Orient Refractories is in final stages of getting approvals to merge its two unlisted subsidiaries — RHI India and RHI Clasil — with itself for better operational efficiency and simplify holding structure.
All three companies are part of the London Stock Exchange listed RHI Magnesita, a leading global supplier of high-grade refractory products, systems and services.
As part of the merger, Orient Refractories will issue 7,044 equity shares (with face value of ₹1 each) for every 100 equity shares of RHI India (₹10 face value each) and 908 equity shares for every 1,000 equity shares of RHI Clasil (₹10 face value each). Pursuant to the scheme, share base of Orient Refractories will increase from 120.1 million to about 161 million.

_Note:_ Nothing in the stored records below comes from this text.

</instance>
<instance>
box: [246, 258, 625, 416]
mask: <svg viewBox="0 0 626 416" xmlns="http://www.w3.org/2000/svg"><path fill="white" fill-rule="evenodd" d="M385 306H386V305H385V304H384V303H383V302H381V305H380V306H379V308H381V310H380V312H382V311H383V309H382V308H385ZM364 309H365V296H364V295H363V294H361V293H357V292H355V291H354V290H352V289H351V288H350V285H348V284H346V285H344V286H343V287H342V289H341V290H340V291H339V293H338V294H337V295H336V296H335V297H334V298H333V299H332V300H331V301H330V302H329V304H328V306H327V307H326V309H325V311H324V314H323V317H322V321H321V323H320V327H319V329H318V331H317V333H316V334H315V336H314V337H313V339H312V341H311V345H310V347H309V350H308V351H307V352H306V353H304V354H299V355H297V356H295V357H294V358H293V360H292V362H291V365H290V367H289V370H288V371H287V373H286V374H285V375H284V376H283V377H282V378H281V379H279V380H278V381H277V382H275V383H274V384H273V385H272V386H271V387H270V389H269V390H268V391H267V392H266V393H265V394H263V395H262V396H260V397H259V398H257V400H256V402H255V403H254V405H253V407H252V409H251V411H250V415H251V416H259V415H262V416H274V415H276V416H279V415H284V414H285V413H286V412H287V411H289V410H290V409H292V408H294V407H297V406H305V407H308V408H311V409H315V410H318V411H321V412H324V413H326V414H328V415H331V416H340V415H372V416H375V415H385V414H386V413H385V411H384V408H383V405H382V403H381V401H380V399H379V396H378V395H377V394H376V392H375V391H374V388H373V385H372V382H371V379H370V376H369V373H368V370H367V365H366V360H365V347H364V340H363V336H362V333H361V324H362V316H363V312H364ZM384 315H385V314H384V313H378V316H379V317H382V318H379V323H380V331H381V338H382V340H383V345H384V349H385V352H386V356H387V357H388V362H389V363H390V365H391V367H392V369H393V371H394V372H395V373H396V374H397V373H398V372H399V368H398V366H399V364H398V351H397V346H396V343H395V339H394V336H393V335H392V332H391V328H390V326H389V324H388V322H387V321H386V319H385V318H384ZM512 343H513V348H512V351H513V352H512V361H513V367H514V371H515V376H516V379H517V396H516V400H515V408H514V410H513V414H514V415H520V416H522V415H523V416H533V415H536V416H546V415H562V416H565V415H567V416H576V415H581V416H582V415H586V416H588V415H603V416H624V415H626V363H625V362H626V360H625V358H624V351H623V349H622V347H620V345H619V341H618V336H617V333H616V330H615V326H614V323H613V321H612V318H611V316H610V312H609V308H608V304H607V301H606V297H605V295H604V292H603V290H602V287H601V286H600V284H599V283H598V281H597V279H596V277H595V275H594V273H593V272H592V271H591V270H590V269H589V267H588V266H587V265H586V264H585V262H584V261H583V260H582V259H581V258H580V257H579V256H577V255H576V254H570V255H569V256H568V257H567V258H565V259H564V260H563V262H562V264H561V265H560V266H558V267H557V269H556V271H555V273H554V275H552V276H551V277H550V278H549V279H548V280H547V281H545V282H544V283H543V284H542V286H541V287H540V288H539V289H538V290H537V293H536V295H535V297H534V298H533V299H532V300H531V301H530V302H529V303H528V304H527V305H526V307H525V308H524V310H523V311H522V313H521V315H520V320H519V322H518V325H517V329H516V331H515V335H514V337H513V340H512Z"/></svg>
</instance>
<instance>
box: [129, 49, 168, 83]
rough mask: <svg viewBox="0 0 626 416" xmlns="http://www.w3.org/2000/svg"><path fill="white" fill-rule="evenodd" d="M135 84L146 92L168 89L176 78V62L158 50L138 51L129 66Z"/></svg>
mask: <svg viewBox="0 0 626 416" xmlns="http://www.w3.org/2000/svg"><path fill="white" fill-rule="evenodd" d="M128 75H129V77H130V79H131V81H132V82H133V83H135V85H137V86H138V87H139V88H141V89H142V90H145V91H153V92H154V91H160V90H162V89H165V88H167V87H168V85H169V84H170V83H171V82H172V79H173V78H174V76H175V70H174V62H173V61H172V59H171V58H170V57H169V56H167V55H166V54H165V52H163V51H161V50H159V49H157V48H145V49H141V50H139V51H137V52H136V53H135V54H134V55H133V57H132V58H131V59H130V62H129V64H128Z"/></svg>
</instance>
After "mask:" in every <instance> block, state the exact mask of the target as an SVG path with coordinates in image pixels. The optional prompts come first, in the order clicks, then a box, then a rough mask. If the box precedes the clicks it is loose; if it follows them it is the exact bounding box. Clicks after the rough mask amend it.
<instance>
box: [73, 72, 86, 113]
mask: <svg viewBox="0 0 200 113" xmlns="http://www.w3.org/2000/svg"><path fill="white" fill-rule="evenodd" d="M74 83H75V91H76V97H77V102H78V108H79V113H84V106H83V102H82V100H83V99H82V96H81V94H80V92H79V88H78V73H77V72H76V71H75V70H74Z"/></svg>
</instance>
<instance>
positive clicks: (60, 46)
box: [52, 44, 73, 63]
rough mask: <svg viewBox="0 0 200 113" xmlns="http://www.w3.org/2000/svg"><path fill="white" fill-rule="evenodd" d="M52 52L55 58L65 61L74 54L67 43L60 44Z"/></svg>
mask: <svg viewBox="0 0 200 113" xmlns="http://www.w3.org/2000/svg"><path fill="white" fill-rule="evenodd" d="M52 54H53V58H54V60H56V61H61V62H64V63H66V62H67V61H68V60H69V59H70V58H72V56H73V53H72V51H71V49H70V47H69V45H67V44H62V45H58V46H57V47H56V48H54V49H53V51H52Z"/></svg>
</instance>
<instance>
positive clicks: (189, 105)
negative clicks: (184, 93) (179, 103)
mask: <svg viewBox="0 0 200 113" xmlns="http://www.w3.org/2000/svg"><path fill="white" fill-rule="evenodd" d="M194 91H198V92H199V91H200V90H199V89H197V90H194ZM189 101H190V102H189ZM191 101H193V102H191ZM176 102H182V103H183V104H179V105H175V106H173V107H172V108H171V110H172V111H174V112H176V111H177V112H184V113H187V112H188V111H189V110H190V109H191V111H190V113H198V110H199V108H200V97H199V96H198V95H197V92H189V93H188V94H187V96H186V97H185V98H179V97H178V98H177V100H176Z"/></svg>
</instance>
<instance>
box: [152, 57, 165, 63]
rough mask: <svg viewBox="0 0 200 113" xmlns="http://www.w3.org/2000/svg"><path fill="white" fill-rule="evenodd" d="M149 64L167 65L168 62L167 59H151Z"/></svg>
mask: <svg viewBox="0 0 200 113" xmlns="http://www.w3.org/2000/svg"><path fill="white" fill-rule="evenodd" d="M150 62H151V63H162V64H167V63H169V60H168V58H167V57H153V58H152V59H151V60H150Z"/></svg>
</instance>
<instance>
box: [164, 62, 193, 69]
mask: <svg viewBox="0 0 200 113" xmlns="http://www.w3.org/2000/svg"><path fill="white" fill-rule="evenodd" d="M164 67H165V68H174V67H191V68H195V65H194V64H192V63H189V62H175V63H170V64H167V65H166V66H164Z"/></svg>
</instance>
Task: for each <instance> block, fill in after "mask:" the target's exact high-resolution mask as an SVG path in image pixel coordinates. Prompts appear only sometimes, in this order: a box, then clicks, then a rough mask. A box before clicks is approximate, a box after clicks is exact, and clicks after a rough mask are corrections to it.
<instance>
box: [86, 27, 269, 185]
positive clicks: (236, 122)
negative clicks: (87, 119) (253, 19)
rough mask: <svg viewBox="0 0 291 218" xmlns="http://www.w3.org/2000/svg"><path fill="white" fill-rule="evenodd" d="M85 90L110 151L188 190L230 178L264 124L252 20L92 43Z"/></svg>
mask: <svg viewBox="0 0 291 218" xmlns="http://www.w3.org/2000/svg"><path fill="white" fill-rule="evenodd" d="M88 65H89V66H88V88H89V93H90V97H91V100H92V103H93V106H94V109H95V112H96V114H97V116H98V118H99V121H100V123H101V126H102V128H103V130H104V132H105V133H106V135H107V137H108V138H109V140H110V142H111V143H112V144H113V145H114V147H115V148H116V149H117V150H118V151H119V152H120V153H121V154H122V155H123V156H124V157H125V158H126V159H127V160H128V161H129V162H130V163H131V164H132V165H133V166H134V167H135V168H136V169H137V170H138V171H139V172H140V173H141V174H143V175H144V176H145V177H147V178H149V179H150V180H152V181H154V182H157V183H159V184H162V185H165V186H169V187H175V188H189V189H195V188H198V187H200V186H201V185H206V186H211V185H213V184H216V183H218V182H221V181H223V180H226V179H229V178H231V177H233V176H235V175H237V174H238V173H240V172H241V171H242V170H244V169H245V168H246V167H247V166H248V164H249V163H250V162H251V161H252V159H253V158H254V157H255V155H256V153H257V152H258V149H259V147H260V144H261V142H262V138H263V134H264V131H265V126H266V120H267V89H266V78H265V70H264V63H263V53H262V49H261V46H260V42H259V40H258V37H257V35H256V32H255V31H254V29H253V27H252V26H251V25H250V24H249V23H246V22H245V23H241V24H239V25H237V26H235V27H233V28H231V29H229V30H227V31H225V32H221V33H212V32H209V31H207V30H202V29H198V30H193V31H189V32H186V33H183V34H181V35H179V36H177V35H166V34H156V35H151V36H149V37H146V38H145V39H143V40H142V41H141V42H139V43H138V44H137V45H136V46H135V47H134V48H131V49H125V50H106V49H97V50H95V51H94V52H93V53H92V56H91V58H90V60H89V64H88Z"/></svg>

The merger through the proposed scheme which was floated in July 2018 is expected to be completed over the next 2 to 3 months from now.
Post the merger, the shareholding of RHI Magnesita, through Dutch US Holding BV and other group companies, in the combined company is likely to be 70 per cent, said Orient Refractories on Tuesday. Furthermore, about 5 per cent of the shareholding will be held by certain individual shareholders of RHI Clasil who are not part of the RHI Magnesita group.
Orient Refractories is the leading manufacturer and supplier of special refractory products, systems and services for the steel industry. The company is 69.6 per cent owned by RHI Magnesita. RHI India, takes care of sales and offers full range of refractories and related services while RHI Clasil, which is 53.7 per cent owned by RHI Magnesita, manufacturer and supplier of mainly Alumina-based refractories for the steel and cement industries. The combined company will have an operating revenue of Rs 1236 crore (on a FY 2018 proforma basis), two production facilities and over 700 employees.
Merger will strengthen operations, significantly expand product offerings and sales platform to access a much larger client base and allow for a pooling of resources and know-how.